Confronting sexual violence committed against children in the family, in the church and in the larger community requires a shift in attitude by leaders and individuals who are in places of authority. A change of attitude from fear and shame to confronting the issue regardless of personal and collective shame that ranges from cover ups to trivializing and normalizing the issue of sexual abuse of minors.
We need to learn to move forward instead of fearing to face the problem sexual violence committed against innocent children and vulnerable people. Recovery from the scandal is not being afraid, but it is being afraid yet taking action anyway for the good of the victim and for society.
Underneath every one of our fears about handling reported sexual abuse cases is simply the fear that we can’t handle the consequences when we acknowledge that a parent, a or a respectable individual in society, is involved in sexual violence against a minor.
We all must be motivated to change our attitudes and respond adequately to issues of sexual violence that we come across. Denying and normalizing sexual violence we may attain comfort or escape for a moment by avoiding the difficulties associated with acknowledging the problem because when it is ignored and avoided the issue becomes more and more difficult and the integrity we try to protect by covering up eventually suffers and the shame increases.
Perhaps the time for change is now. The motivation for many of us to do something comes at a time of crisis or scandal in our life. But it is not necessary to wait for a crisis in order to motivate ourselves to change. One important motivator is to consciously establish a mission to protect and safeguard minors in our society beginning from home with effects reaching outside the home; from the known to the unknown.

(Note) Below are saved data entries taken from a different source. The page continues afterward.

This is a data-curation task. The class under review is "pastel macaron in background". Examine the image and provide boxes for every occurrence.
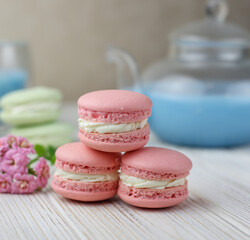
[0,87,62,126]
[78,90,152,152]
[118,147,192,208]
[51,142,121,202]
[10,122,73,148]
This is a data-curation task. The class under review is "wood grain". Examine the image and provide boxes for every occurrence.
[0,104,250,240]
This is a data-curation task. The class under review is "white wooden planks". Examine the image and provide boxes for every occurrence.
[0,104,249,240]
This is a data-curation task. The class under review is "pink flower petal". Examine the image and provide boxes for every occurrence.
[12,173,37,194]
[0,173,12,193]
[34,157,50,188]
[1,149,29,177]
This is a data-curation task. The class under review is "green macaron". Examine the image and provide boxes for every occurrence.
[0,87,62,126]
[10,122,74,147]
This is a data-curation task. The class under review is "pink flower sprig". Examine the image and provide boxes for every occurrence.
[0,135,53,194]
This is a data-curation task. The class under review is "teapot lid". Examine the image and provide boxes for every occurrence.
[171,0,250,48]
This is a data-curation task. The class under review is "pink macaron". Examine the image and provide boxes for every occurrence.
[78,90,152,152]
[51,142,121,202]
[118,147,192,208]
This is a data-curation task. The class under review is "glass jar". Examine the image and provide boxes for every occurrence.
[0,41,30,132]
[0,41,30,98]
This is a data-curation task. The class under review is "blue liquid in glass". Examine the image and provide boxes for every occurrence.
[128,80,250,147]
[148,93,250,147]
[0,70,27,124]
[0,70,27,97]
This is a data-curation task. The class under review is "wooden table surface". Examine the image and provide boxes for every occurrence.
[0,103,250,240]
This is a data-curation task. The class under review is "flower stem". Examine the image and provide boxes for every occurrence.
[27,157,39,167]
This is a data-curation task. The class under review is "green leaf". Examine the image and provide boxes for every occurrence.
[33,144,56,166]
[27,156,39,167]
[34,144,46,156]
[51,155,56,165]
[47,145,56,158]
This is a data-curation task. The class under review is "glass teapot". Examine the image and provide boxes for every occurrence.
[106,0,250,147]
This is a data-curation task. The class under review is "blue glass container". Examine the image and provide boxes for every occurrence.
[0,42,30,127]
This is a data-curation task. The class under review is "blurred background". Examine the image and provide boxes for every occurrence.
[1,0,250,148]
[0,0,249,100]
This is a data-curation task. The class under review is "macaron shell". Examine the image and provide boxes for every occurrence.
[78,125,150,153]
[118,182,188,208]
[78,90,152,113]
[78,107,151,124]
[1,110,60,127]
[0,86,62,107]
[51,180,117,202]
[56,142,121,168]
[55,159,120,175]
[10,122,73,147]
[122,147,192,174]
[121,164,189,180]
[118,190,188,208]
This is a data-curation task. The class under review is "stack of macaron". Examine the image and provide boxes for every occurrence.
[0,87,73,147]
[52,89,192,208]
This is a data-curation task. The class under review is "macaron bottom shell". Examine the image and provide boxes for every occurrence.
[118,181,188,208]
[51,176,118,202]
[10,122,73,148]
[78,124,150,153]
[1,110,60,127]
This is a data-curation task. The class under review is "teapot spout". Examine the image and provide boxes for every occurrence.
[106,46,139,90]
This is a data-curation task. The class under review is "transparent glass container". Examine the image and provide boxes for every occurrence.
[0,41,31,131]
[0,41,30,98]
[107,0,250,147]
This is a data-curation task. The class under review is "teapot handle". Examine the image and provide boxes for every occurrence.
[205,0,228,22]
[106,46,140,90]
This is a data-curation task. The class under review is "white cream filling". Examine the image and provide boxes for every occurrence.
[7,102,61,114]
[120,172,186,189]
[78,118,148,134]
[55,168,119,182]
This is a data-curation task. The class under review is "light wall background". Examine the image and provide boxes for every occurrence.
[0,0,249,100]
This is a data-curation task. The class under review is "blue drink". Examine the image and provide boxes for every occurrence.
[0,69,27,97]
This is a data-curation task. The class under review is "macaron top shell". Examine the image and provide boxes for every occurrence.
[0,86,62,107]
[122,147,192,174]
[56,142,121,168]
[78,90,152,113]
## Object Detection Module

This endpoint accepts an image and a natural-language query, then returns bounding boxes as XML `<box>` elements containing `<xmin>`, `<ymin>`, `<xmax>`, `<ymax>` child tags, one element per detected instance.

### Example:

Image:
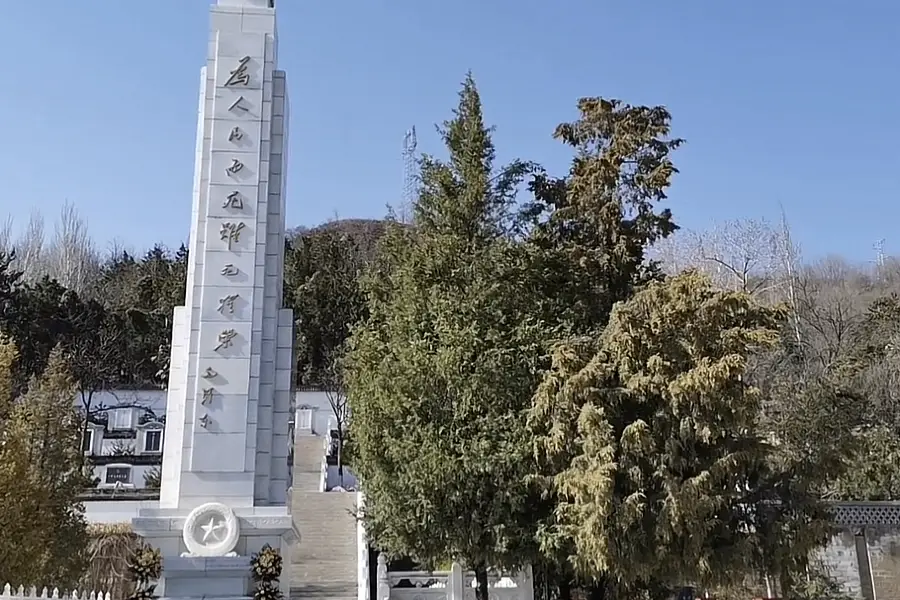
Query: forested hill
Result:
<box><xmin>2</xmin><ymin>198</ymin><xmax>900</xmax><ymax>508</ymax></box>
<box><xmin>0</xmin><ymin>213</ymin><xmax>391</xmax><ymax>394</ymax></box>
<box><xmin>288</xmin><ymin>218</ymin><xmax>390</xmax><ymax>264</ymax></box>
<box><xmin>3</xmin><ymin>81</ymin><xmax>900</xmax><ymax>596</ymax></box>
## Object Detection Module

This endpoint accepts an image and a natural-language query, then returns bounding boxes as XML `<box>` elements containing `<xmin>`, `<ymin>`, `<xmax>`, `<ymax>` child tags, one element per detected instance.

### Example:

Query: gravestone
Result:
<box><xmin>132</xmin><ymin>0</ymin><xmax>296</xmax><ymax>596</ymax></box>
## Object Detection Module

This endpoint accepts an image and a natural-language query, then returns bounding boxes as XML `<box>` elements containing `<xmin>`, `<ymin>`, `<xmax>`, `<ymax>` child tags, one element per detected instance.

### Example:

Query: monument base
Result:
<box><xmin>162</xmin><ymin>556</ymin><xmax>252</xmax><ymax>598</ymax></box>
<box><xmin>133</xmin><ymin>504</ymin><xmax>296</xmax><ymax>598</ymax></box>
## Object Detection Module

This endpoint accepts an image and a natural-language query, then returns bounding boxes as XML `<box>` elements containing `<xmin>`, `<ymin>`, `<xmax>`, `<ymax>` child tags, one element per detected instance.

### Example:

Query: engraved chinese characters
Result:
<box><xmin>229</xmin><ymin>96</ymin><xmax>248</xmax><ymax>112</ymax></box>
<box><xmin>220</xmin><ymin>222</ymin><xmax>245</xmax><ymax>249</ymax></box>
<box><xmin>224</xmin><ymin>56</ymin><xmax>251</xmax><ymax>87</ymax></box>
<box><xmin>222</xmin><ymin>191</ymin><xmax>243</xmax><ymax>210</ymax></box>
<box><xmin>217</xmin><ymin>294</ymin><xmax>239</xmax><ymax>314</ymax></box>
<box><xmin>215</xmin><ymin>328</ymin><xmax>237</xmax><ymax>352</ymax></box>
<box><xmin>197</xmin><ymin>50</ymin><xmax>259</xmax><ymax>434</ymax></box>
<box><xmin>226</xmin><ymin>158</ymin><xmax>244</xmax><ymax>176</ymax></box>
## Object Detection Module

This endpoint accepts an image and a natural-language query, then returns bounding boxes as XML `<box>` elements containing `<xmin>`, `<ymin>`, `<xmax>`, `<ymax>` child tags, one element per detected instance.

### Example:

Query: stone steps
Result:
<box><xmin>290</xmin><ymin>583</ymin><xmax>357</xmax><ymax>600</ymax></box>
<box><xmin>288</xmin><ymin>434</ymin><xmax>359</xmax><ymax>597</ymax></box>
<box><xmin>289</xmin><ymin>489</ymin><xmax>359</xmax><ymax>593</ymax></box>
<box><xmin>293</xmin><ymin>434</ymin><xmax>327</xmax><ymax>492</ymax></box>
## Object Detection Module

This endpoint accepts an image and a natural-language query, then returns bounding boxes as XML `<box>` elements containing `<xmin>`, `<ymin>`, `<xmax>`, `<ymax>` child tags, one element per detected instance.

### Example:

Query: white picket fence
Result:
<box><xmin>0</xmin><ymin>585</ymin><xmax>111</xmax><ymax>600</ymax></box>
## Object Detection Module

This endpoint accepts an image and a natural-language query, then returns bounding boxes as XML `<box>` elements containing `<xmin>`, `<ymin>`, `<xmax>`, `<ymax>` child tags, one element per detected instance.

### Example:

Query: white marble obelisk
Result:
<box><xmin>133</xmin><ymin>0</ymin><xmax>296</xmax><ymax>596</ymax></box>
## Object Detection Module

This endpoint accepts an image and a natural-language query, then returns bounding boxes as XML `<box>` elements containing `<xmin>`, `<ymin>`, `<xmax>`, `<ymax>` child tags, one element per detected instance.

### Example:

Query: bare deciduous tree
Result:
<box><xmin>652</xmin><ymin>217</ymin><xmax>791</xmax><ymax>298</ymax></box>
<box><xmin>648</xmin><ymin>234</ymin><xmax>691</xmax><ymax>276</ymax></box>
<box><xmin>776</xmin><ymin>207</ymin><xmax>804</xmax><ymax>350</ymax></box>
<box><xmin>0</xmin><ymin>216</ymin><xmax>13</xmax><ymax>256</ymax></box>
<box><xmin>3</xmin><ymin>202</ymin><xmax>100</xmax><ymax>294</ymax></box>
<box><xmin>15</xmin><ymin>210</ymin><xmax>47</xmax><ymax>279</ymax></box>
<box><xmin>792</xmin><ymin>257</ymin><xmax>865</xmax><ymax>372</ymax></box>
<box><xmin>322</xmin><ymin>352</ymin><xmax>350</xmax><ymax>482</ymax></box>
<box><xmin>696</xmin><ymin>219</ymin><xmax>783</xmax><ymax>294</ymax></box>
<box><xmin>47</xmin><ymin>201</ymin><xmax>100</xmax><ymax>294</ymax></box>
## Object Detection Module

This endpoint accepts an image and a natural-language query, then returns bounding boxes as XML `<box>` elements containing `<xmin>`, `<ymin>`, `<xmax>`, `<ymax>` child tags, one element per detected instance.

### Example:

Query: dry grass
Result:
<box><xmin>82</xmin><ymin>523</ymin><xmax>140</xmax><ymax>599</ymax></box>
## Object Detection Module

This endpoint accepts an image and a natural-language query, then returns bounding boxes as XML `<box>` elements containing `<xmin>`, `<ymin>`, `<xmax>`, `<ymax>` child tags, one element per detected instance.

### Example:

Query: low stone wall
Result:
<box><xmin>819</xmin><ymin>502</ymin><xmax>900</xmax><ymax>600</ymax></box>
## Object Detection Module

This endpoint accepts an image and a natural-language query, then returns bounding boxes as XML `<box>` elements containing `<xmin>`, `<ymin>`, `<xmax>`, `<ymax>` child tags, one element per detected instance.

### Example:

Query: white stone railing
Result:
<box><xmin>376</xmin><ymin>556</ymin><xmax>534</xmax><ymax>600</ymax></box>
<box><xmin>357</xmin><ymin>492</ymin><xmax>370</xmax><ymax>600</ymax></box>
<box><xmin>0</xmin><ymin>585</ymin><xmax>111</xmax><ymax>600</ymax></box>
<box><xmin>319</xmin><ymin>434</ymin><xmax>330</xmax><ymax>492</ymax></box>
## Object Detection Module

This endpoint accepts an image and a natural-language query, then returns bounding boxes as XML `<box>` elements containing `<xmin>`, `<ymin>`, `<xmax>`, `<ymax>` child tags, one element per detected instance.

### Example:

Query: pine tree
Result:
<box><xmin>346</xmin><ymin>74</ymin><xmax>541</xmax><ymax>600</ymax></box>
<box><xmin>0</xmin><ymin>342</ymin><xmax>89</xmax><ymax>587</ymax></box>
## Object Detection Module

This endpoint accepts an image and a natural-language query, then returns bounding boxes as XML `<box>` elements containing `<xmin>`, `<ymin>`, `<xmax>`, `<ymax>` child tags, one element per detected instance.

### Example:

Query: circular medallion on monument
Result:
<box><xmin>182</xmin><ymin>502</ymin><xmax>240</xmax><ymax>557</ymax></box>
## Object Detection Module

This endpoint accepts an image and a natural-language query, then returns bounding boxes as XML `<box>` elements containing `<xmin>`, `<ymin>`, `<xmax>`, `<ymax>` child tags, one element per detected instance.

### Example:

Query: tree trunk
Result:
<box><xmin>588</xmin><ymin>582</ymin><xmax>606</xmax><ymax>600</ymax></box>
<box><xmin>779</xmin><ymin>569</ymin><xmax>795</xmax><ymax>600</ymax></box>
<box><xmin>337</xmin><ymin>424</ymin><xmax>344</xmax><ymax>479</ymax></box>
<box><xmin>474</xmin><ymin>564</ymin><xmax>490</xmax><ymax>600</ymax></box>
<box><xmin>77</xmin><ymin>390</ymin><xmax>93</xmax><ymax>469</ymax></box>
<box><xmin>558</xmin><ymin>580</ymin><xmax>571</xmax><ymax>600</ymax></box>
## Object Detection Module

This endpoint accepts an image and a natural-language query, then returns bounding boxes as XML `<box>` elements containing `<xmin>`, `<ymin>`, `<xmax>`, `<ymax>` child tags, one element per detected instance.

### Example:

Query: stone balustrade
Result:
<box><xmin>319</xmin><ymin>434</ymin><xmax>330</xmax><ymax>492</ymax></box>
<box><xmin>376</xmin><ymin>555</ymin><xmax>534</xmax><ymax>600</ymax></box>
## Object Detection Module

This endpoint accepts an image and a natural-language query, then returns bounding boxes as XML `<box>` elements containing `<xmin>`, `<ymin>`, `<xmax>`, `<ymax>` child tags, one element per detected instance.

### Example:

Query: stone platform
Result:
<box><xmin>133</xmin><ymin>503</ymin><xmax>296</xmax><ymax>597</ymax></box>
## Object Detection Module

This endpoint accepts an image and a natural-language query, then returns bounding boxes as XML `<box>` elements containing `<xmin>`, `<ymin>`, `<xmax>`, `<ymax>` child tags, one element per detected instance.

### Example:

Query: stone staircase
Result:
<box><xmin>290</xmin><ymin>434</ymin><xmax>360</xmax><ymax>600</ymax></box>
<box><xmin>293</xmin><ymin>435</ymin><xmax>327</xmax><ymax>492</ymax></box>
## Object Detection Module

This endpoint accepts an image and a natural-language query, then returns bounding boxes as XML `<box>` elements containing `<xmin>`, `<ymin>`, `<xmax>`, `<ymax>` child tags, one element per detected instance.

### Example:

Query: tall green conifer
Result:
<box><xmin>0</xmin><ymin>342</ymin><xmax>89</xmax><ymax>587</ymax></box>
<box><xmin>347</xmin><ymin>74</ymin><xmax>542</xmax><ymax>600</ymax></box>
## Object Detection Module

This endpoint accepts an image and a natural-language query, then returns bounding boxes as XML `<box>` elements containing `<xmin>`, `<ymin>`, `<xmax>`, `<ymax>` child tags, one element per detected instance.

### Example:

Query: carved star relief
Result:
<box><xmin>200</xmin><ymin>516</ymin><xmax>227</xmax><ymax>544</ymax></box>
<box><xmin>181</xmin><ymin>502</ymin><xmax>240</xmax><ymax>557</ymax></box>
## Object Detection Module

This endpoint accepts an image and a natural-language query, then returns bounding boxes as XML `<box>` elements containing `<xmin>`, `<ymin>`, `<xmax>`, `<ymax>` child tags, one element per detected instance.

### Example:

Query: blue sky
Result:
<box><xmin>0</xmin><ymin>1</ymin><xmax>896</xmax><ymax>261</ymax></box>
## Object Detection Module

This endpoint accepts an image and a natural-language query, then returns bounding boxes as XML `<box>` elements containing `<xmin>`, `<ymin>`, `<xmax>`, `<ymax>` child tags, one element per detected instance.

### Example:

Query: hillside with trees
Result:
<box><xmin>0</xmin><ymin>75</ymin><xmax>893</xmax><ymax>597</ymax></box>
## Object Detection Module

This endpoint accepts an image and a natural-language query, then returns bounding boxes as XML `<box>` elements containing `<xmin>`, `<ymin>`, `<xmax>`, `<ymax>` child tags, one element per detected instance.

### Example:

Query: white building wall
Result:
<box><xmin>79</xmin><ymin>390</ymin><xmax>334</xmax><ymax>491</ymax></box>
<box><xmin>83</xmin><ymin>500</ymin><xmax>160</xmax><ymax>524</ymax></box>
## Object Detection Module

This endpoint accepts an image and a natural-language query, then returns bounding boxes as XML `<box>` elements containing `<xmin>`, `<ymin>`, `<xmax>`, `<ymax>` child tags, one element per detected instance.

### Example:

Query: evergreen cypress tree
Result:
<box><xmin>0</xmin><ymin>342</ymin><xmax>89</xmax><ymax>587</ymax></box>
<box><xmin>529</xmin><ymin>272</ymin><xmax>829</xmax><ymax>597</ymax></box>
<box><xmin>347</xmin><ymin>74</ymin><xmax>541</xmax><ymax>600</ymax></box>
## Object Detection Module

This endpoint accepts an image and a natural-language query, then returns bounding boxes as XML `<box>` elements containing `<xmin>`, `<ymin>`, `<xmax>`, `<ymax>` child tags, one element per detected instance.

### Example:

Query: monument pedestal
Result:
<box><xmin>160</xmin><ymin>556</ymin><xmax>252</xmax><ymax>598</ymax></box>
<box><xmin>133</xmin><ymin>504</ymin><xmax>296</xmax><ymax>598</ymax></box>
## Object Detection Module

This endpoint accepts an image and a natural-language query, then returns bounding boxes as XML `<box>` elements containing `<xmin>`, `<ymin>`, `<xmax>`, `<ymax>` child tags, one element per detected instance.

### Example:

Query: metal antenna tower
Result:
<box><xmin>400</xmin><ymin>126</ymin><xmax>417</xmax><ymax>223</ymax></box>
<box><xmin>874</xmin><ymin>238</ymin><xmax>886</xmax><ymax>265</ymax></box>
<box><xmin>873</xmin><ymin>238</ymin><xmax>886</xmax><ymax>275</ymax></box>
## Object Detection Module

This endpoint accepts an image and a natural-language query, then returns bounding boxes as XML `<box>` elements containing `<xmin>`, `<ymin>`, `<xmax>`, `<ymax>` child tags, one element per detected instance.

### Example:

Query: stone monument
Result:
<box><xmin>132</xmin><ymin>0</ymin><xmax>296</xmax><ymax>596</ymax></box>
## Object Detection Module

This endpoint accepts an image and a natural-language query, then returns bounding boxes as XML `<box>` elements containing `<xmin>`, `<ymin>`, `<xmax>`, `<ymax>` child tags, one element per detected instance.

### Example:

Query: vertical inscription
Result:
<box><xmin>200</xmin><ymin>53</ymin><xmax>258</xmax><ymax>437</ymax></box>
<box><xmin>217</xmin><ymin>294</ymin><xmax>239</xmax><ymax>314</ymax></box>
<box><xmin>229</xmin><ymin>96</ymin><xmax>249</xmax><ymax>112</ymax></box>
<box><xmin>215</xmin><ymin>328</ymin><xmax>238</xmax><ymax>352</ymax></box>
<box><xmin>226</xmin><ymin>159</ymin><xmax>244</xmax><ymax>176</ymax></box>
<box><xmin>201</xmin><ymin>387</ymin><xmax>215</xmax><ymax>405</ymax></box>
<box><xmin>224</xmin><ymin>56</ymin><xmax>251</xmax><ymax>87</ymax></box>
<box><xmin>220</xmin><ymin>222</ymin><xmax>245</xmax><ymax>250</ymax></box>
<box><xmin>222</xmin><ymin>191</ymin><xmax>243</xmax><ymax>210</ymax></box>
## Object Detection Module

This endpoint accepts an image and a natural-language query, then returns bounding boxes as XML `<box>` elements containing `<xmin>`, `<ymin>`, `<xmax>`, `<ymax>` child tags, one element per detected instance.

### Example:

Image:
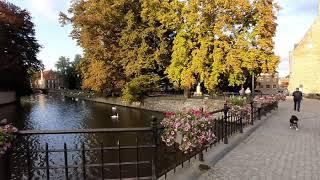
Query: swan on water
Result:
<box><xmin>111</xmin><ymin>113</ymin><xmax>119</xmax><ymax>119</ymax></box>
<box><xmin>112</xmin><ymin>106</ymin><xmax>117</xmax><ymax>111</ymax></box>
<box><xmin>75</xmin><ymin>98</ymin><xmax>79</xmax><ymax>101</ymax></box>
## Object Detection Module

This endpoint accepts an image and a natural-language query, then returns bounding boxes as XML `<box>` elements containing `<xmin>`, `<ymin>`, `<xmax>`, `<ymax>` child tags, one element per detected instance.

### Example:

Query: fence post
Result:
<box><xmin>239</xmin><ymin>111</ymin><xmax>243</xmax><ymax>133</ymax></box>
<box><xmin>199</xmin><ymin>107</ymin><xmax>204</xmax><ymax>161</ymax></box>
<box><xmin>64</xmin><ymin>143</ymin><xmax>69</xmax><ymax>180</ymax></box>
<box><xmin>26</xmin><ymin>143</ymin><xmax>32</xmax><ymax>180</ymax></box>
<box><xmin>82</xmin><ymin>143</ymin><xmax>86</xmax><ymax>180</ymax></box>
<box><xmin>4</xmin><ymin>146</ymin><xmax>13</xmax><ymax>180</ymax></box>
<box><xmin>151</xmin><ymin>116</ymin><xmax>157</xmax><ymax>180</ymax></box>
<box><xmin>250</xmin><ymin>102</ymin><xmax>254</xmax><ymax>125</ymax></box>
<box><xmin>223</xmin><ymin>104</ymin><xmax>229</xmax><ymax>144</ymax></box>
<box><xmin>45</xmin><ymin>143</ymin><xmax>50</xmax><ymax>180</ymax></box>
<box><xmin>258</xmin><ymin>107</ymin><xmax>261</xmax><ymax>120</ymax></box>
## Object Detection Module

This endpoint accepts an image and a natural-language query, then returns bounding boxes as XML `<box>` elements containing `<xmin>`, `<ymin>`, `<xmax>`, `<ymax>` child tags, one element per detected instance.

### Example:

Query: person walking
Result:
<box><xmin>292</xmin><ymin>88</ymin><xmax>303</xmax><ymax>112</ymax></box>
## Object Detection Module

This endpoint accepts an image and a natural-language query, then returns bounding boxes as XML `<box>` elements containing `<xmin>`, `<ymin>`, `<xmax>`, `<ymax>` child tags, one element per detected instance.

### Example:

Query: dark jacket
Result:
<box><xmin>293</xmin><ymin>91</ymin><xmax>302</xmax><ymax>101</ymax></box>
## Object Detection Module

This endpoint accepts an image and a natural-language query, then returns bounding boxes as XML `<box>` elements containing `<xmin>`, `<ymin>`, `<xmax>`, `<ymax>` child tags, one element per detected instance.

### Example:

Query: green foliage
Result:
<box><xmin>61</xmin><ymin>0</ymin><xmax>280</xmax><ymax>101</ymax></box>
<box><xmin>121</xmin><ymin>75</ymin><xmax>160</xmax><ymax>103</ymax></box>
<box><xmin>54</xmin><ymin>55</ymin><xmax>82</xmax><ymax>89</ymax></box>
<box><xmin>0</xmin><ymin>1</ymin><xmax>43</xmax><ymax>95</ymax></box>
<box><xmin>165</xmin><ymin>0</ymin><xmax>280</xmax><ymax>91</ymax></box>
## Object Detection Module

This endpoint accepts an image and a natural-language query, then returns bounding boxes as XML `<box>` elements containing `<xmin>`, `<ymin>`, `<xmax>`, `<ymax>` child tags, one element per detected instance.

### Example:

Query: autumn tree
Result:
<box><xmin>165</xmin><ymin>0</ymin><xmax>279</xmax><ymax>95</ymax></box>
<box><xmin>61</xmin><ymin>0</ymin><xmax>279</xmax><ymax>100</ymax></box>
<box><xmin>60</xmin><ymin>0</ymin><xmax>174</xmax><ymax>101</ymax></box>
<box><xmin>60</xmin><ymin>0</ymin><xmax>127</xmax><ymax>94</ymax></box>
<box><xmin>0</xmin><ymin>1</ymin><xmax>43</xmax><ymax>96</ymax></box>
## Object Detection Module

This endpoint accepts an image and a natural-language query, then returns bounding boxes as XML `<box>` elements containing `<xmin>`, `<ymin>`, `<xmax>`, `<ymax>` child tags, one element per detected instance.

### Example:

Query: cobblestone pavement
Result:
<box><xmin>199</xmin><ymin>98</ymin><xmax>320</xmax><ymax>180</ymax></box>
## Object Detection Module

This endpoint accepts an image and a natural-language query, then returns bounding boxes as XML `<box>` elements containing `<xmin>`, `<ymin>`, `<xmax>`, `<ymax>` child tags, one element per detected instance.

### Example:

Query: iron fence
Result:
<box><xmin>6</xmin><ymin>101</ymin><xmax>278</xmax><ymax>179</ymax></box>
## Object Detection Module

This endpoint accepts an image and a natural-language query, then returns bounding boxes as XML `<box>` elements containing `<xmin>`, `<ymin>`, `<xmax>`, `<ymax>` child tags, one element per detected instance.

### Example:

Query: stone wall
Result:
<box><xmin>0</xmin><ymin>91</ymin><xmax>16</xmax><ymax>105</ymax></box>
<box><xmin>83</xmin><ymin>96</ymin><xmax>225</xmax><ymax>113</ymax></box>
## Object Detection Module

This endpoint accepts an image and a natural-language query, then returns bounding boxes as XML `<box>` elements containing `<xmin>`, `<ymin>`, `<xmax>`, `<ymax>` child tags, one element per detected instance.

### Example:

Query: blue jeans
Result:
<box><xmin>294</xmin><ymin>99</ymin><xmax>301</xmax><ymax>111</ymax></box>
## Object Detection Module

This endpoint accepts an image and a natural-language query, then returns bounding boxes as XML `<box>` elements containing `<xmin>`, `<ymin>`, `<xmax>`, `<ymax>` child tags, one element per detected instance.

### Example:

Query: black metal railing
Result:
<box><xmin>7</xmin><ymin>101</ymin><xmax>279</xmax><ymax>179</ymax></box>
<box><xmin>158</xmin><ymin>101</ymin><xmax>278</xmax><ymax>179</ymax></box>
<box><xmin>8</xmin><ymin>123</ymin><xmax>159</xmax><ymax>180</ymax></box>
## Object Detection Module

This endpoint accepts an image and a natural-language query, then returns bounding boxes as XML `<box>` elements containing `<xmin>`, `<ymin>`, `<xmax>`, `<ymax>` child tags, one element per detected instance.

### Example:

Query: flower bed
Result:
<box><xmin>160</xmin><ymin>94</ymin><xmax>286</xmax><ymax>152</ymax></box>
<box><xmin>0</xmin><ymin>123</ymin><xmax>17</xmax><ymax>155</ymax></box>
<box><xmin>228</xmin><ymin>93</ymin><xmax>286</xmax><ymax>123</ymax></box>
<box><xmin>161</xmin><ymin>109</ymin><xmax>216</xmax><ymax>153</ymax></box>
<box><xmin>253</xmin><ymin>93</ymin><xmax>286</xmax><ymax>107</ymax></box>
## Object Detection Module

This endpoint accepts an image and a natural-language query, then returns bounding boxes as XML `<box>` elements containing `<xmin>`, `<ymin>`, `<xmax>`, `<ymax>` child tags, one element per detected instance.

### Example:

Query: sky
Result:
<box><xmin>7</xmin><ymin>0</ymin><xmax>320</xmax><ymax>77</ymax></box>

What do we see as our purpose in the fight against sexual violence? What kind of church do we want to be what kind of family do we want to have? Yet we find many leaders and people, especially from young churches, never think about meaningful ways to be proactive in dealing with this problem. May be some are still waiting for a crisis to get motivated? If we have no sense of a larger purpose, no goal to work toward, then we find it harder to motivate ourselves to make the effort to push through our defenses and fears in order to safeguard the most vulnerable. It might be helpful to face the shame and be empowered to adequately respond. In the same way the awareness of our goal to safeguard minors can help motivate us to maintain the discipline necessary to address and work towards, protecting, preventing, and promoting a safe environment for our children.
We must begin addressing the issue of sexual violence against children by considering the social, cultural, political and economic setting which tend to normalize or trivialize sexual violence against children.